Still haunted by shooting two hares 35 years ago, he expressed his regret for the “deplorable act.” “I wish I could turn the clock back,” he wrote. “I would have shot them, but with my camera, so I could wonder at their beauty.”

Yes, of course. Hares are beautiful – and uncommon. It is always upsetting to see one dead on the road, the long legs and ears usually distinguishing it from a rabbit. Hares should be protected. Would they breed like, er, rabbits and become serious pests? I don’t know, but shooting could then be allowed if they did.

Meanwhile Mr Cumberland reveals he has put aside his gun even for pests. If he took it up again, “my pigeons would be of the clay type”.

In rejecting destruction he follows in at least one pair of notable footsteps.

As a young man Richard Jefferies (1848- 87), the son of a Wiltshire farmer, was rarely seen without a gun. But then, in his own words, this happened: “There was a pheasant quietly questing about. I aimed at the head.

“I felt the trigger and the slightest pressure would have been fatal; but in the act I hesitated, dropped the barrel and watched the beautiful bird. That watching so often stayed the shot that it grew to be a habit, the mere simple pleasure of seeing birds and animals, when they were unconscious they were observed, being too great to be spoiled by the discharge.”

Jefferies became, in my estimation, Britain’s greatest nature writer. What elevates him above the rest is that he goes beyond observing and describing his subjects and their habits.

The word ‘holistic’ could have been coined to cover his relationship with nature. He wasn’t an onlooker, a human being recording, even marvelling at, lesser species. To Jefferies we were all one.

Take this: “Looking down upon the earth, as the sun does, how can words depict the glowing wonder, the marvellous beauty, of all the plant, the insect, the animal life that presses upon the eye?

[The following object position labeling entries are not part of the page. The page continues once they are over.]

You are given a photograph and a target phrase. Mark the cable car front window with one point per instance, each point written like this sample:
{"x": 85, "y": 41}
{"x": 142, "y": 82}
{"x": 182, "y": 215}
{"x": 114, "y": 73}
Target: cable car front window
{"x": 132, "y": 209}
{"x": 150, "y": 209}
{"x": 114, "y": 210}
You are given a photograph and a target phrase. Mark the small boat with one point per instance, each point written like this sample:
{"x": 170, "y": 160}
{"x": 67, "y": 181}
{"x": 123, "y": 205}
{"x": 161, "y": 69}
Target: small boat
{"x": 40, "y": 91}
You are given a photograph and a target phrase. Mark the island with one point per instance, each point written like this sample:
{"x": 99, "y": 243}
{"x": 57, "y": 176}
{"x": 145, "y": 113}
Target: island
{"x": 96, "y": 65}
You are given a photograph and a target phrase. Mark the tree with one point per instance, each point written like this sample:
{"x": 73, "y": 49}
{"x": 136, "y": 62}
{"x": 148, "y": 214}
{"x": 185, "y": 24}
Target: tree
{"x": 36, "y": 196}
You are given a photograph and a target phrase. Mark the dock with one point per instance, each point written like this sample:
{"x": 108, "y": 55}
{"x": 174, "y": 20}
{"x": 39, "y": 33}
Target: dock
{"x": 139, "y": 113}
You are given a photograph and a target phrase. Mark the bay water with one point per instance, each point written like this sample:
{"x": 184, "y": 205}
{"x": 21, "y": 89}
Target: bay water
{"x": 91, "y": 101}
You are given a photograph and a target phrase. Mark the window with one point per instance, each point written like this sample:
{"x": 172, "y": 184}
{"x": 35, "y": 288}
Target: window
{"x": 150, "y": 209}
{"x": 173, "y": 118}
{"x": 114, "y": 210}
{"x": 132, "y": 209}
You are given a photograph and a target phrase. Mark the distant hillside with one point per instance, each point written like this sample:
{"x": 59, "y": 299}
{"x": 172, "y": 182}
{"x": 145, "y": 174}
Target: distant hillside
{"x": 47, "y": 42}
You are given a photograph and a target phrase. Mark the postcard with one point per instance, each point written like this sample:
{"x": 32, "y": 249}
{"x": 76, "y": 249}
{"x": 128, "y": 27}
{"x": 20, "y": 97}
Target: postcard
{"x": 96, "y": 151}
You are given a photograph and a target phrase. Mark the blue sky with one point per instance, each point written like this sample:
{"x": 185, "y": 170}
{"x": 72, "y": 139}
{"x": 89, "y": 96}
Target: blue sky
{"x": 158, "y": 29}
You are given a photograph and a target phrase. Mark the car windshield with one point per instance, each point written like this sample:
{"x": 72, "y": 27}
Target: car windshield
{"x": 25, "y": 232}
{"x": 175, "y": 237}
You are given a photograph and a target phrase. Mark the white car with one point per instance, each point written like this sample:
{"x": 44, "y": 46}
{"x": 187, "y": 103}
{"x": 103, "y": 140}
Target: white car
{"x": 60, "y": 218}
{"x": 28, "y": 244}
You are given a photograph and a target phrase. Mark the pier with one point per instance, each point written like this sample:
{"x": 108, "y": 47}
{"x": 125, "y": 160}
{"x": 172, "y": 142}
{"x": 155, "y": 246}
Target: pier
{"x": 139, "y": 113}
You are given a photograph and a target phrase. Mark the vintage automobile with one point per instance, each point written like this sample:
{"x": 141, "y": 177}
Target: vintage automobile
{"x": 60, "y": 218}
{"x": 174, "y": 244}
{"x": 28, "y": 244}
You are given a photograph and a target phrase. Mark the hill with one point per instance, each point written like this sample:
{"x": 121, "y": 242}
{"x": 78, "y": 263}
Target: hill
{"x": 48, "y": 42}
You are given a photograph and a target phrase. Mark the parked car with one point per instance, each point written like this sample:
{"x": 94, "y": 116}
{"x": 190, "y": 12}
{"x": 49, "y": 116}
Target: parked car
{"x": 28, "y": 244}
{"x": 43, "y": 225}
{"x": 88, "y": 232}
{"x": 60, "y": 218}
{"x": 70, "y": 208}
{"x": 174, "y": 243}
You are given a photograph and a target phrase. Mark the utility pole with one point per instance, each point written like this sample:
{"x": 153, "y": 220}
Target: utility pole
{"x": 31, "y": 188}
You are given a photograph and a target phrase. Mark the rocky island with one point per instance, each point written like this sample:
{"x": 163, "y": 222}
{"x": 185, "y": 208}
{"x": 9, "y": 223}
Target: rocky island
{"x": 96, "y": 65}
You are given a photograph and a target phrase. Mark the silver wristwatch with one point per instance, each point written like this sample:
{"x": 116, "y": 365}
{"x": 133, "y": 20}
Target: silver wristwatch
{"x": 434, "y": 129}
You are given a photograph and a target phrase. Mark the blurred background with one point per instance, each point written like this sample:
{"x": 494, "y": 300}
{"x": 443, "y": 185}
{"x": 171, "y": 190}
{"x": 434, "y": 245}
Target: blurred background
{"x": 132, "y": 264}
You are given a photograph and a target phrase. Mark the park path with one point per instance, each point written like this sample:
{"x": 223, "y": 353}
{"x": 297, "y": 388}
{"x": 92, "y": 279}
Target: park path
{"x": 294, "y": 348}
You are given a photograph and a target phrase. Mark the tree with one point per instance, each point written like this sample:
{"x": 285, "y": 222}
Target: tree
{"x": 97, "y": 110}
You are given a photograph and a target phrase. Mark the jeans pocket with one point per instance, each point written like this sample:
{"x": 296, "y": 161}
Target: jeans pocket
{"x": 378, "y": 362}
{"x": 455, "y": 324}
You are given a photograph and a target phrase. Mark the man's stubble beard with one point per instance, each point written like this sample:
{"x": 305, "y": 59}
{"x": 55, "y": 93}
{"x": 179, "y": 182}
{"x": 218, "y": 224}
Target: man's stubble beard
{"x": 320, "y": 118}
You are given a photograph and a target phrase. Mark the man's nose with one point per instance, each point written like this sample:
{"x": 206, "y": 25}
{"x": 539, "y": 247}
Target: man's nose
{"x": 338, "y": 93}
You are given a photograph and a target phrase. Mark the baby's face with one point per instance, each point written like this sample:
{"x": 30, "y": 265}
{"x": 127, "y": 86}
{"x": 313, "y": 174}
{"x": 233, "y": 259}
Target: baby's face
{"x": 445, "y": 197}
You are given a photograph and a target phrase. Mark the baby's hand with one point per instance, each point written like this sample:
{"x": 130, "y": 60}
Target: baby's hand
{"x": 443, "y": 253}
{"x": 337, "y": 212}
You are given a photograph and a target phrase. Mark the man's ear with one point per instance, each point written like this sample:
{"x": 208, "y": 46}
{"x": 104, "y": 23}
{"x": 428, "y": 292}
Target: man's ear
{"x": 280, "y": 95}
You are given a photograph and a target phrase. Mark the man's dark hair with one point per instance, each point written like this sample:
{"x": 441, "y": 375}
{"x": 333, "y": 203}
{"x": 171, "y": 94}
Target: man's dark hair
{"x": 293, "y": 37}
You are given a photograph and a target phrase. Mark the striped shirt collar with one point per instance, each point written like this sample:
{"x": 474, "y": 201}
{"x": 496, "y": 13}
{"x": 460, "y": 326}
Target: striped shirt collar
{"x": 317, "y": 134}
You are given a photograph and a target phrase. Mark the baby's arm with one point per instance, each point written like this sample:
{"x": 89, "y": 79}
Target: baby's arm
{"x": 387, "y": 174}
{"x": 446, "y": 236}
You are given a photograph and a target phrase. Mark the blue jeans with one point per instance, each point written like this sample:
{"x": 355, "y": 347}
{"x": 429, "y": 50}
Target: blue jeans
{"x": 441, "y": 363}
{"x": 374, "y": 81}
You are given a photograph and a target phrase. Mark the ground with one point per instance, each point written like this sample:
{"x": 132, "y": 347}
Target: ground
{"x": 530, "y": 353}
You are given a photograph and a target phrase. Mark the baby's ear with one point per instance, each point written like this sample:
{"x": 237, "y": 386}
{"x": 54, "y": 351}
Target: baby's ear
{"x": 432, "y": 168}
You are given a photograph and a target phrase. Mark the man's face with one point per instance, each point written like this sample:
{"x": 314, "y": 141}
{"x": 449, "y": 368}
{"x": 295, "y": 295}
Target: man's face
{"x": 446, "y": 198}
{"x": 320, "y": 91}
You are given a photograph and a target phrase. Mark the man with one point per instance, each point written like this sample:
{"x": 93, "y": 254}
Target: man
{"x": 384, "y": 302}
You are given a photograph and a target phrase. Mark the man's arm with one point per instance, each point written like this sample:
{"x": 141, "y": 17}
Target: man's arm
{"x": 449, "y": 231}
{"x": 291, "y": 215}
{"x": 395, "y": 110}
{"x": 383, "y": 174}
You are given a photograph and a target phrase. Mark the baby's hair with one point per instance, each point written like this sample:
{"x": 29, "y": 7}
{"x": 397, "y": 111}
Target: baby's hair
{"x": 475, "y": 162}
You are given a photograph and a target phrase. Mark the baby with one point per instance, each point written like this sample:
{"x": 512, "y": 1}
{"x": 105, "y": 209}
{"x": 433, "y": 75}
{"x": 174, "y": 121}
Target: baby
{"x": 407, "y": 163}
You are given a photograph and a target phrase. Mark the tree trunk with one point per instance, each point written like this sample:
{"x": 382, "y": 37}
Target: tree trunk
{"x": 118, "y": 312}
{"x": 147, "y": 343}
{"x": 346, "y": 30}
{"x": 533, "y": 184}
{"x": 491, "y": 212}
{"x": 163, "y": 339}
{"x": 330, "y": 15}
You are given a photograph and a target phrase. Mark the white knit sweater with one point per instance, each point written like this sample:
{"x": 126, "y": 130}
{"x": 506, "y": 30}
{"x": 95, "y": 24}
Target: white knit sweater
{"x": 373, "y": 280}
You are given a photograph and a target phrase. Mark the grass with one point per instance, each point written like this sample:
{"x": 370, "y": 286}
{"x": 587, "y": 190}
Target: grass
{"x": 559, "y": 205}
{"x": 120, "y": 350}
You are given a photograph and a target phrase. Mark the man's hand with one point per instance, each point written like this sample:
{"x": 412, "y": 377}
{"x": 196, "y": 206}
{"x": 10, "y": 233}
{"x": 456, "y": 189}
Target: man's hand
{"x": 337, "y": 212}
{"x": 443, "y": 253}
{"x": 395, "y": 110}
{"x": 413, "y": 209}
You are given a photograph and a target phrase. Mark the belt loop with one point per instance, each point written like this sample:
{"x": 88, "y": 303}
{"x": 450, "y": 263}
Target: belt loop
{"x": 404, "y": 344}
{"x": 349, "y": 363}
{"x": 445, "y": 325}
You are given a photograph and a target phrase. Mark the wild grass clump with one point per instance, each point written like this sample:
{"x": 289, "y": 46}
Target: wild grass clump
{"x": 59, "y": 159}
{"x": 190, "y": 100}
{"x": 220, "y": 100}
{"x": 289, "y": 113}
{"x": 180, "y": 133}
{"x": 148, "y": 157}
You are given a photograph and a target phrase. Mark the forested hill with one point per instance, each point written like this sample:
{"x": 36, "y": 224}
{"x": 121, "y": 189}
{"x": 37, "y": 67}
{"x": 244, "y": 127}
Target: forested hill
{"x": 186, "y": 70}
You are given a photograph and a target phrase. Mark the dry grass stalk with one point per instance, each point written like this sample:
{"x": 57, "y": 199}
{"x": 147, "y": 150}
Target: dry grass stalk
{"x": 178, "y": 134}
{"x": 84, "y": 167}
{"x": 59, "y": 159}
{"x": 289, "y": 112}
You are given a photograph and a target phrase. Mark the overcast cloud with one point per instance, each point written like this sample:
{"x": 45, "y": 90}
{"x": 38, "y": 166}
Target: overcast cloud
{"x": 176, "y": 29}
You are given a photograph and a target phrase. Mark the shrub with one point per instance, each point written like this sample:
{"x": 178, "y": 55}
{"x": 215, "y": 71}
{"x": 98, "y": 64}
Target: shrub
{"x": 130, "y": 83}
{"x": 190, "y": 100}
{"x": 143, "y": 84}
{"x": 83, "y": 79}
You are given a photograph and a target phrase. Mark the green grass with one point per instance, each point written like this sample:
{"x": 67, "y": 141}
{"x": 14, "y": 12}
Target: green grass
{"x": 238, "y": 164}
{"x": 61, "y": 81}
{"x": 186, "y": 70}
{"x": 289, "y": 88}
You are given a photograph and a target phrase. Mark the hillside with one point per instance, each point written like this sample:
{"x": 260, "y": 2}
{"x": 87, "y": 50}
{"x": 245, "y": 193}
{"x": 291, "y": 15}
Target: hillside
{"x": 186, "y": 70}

It is impossible.

Would that it were possible for the heart and mind to enter into all the life that glows and teems upon the earth…Let me joy with all living creatures…”

This comes from a magnificent essay, Nature and Eternity, once read on BBC Radio 3. Jefferies believed that eternity is Now (the capital letter is important). Resting against a tumulus he felt the life, or spirit, of the man inside, dead for two thousand years. “I could understand and feel his existence the same as my own. This was quite natural.”

To Jefferies, the endurance of soul and spirit was “higher than immortality.”

But let’s leave him firmly on earth: “There is a slight rustle among the ferns… It is a rabbit who has peeped forth into the sunshine.”

It ventures within Jeffreries’ reach. “It is so easy to make friends with the children of Nature. Only be tender, quiet, considerate towards them and they will freely wander around. And they have such marvellous tales to tell. This common rabbit has an ancestry of almost unreachable antiquity.” It’s not just hares we should care for after all.